Updated: Mar 2
If there's one food that can transport me to another time, it's my grandmother's banana bread.
I can't remember a single family gathering that didn't include this bread. If grandma didn't make it, mom did. It was always there waiting for us when we finished racing down my grandparents' hill. My brother and I paused for bites of it between turns at chutes and ladders. This is one of those recipes that's been around since before electricity and remains practically unchanged.
It is timeless. It is understated. It is the ultimate comfort food.
It's delicious warm, dripping with butter. But I like it even better cold from the fridge, with a dollop of smooth cream cheese.
1/2 c. / 113 g unsalted good quality butter, at room temperature
1 c. / 200 g granulated sugar
1 tsp vanilla
5 ripe bananas, mashed with:
1/2 c. buttermilk; or 1/2 c. whole milk + 1 tsp white vinegar
2 1/4 c. / 281 g flour
1 tsp. salt (grandma's recipe literally says "a pinch of salt" but I've found that I prefer a whole teaspoon).
1 tsp baking powder
1/2 tsp baking soda
¼ tsp nutmeg (optional: I have to confess that this is my own personal addition and was not in the original recipe).
1 c. / 150 g nuts (optional), roasted and chopped.
Preheat oven to 325°F / 163°C.
Grease a metal loaf pan, or line with baking paper.
Measure the milk and stir in the vinegar. Let it sit and curdle. (You just made your own buttermilk!)
Meanwhile, sift all the dry ingredients into a bowl. Set aside.
In a separate bowl, mash the bananas. Add the buttermilk and set aside.
In the Kitchen Aid or electric mixer, beat the butter and sugar with the paddle attachment till light and fluffy. Add the eggs, one at a time, and the vanilla. Continue beating for 1 minute. Be sure to stir the bottom with a spatula half way through to incorporate any butter hiding at the bottom.
Add the banana mixture and the flour. Blend just till mixed through. Finish mixing with a spatula from the bottom up, giving it as few stirs as possible. Overworking the dough will create a dry final product, which is the opposite of our goal.
Pour into the prepared loaf pan. Bake for about an hour. Every oven is different, so I recommend checking for doneness at the 40-minute mark Your bread is fragile right now so first, carefully shake the oven door to check for wiggles. If the center seems solid, carefully oven and touch the surface of your bread to see if it bounces back. If a dent remains it needs more time before continuing onto the final step. Internal temperature of fully baked quick bread is 200F. Don't have an internal thermometer?

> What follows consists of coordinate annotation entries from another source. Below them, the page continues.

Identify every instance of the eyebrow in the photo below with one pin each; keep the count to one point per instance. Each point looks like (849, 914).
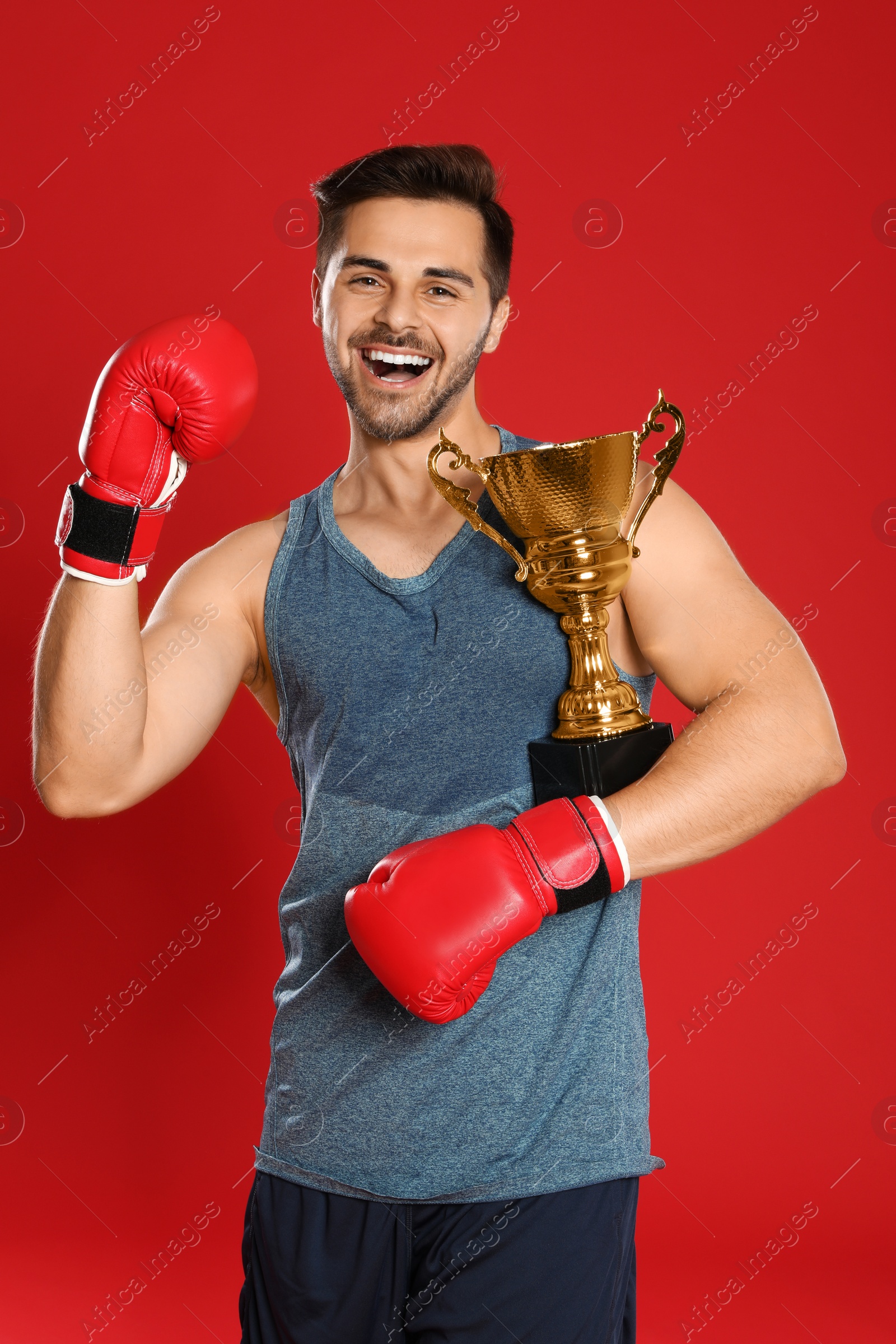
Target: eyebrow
(430, 272)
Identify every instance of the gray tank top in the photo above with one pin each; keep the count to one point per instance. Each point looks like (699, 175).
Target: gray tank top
(406, 707)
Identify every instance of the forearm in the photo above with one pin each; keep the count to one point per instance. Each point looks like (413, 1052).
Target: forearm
(746, 761)
(89, 670)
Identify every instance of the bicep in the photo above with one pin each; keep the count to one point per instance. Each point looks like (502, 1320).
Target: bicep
(695, 613)
(198, 647)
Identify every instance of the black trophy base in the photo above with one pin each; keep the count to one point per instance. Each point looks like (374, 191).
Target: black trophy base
(595, 765)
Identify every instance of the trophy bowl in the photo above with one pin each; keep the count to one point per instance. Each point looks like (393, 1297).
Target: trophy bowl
(567, 503)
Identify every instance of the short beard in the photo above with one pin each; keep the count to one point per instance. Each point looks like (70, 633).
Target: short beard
(391, 417)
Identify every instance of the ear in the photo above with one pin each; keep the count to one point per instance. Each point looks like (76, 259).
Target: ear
(500, 319)
(316, 299)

No problem you can do things the old fashioned way: insert a toothpick into the center and if it comes out clean, your bread is fully cooked.
Let the baked bread rest for 20 minutes on a wire rack before loosening the sides with a spatula or butter knife and removing to a cooling rack.
Banana bread keeps (covered) at room temperature for 3 days or in the refrigerator for one week, freezer for 3 months.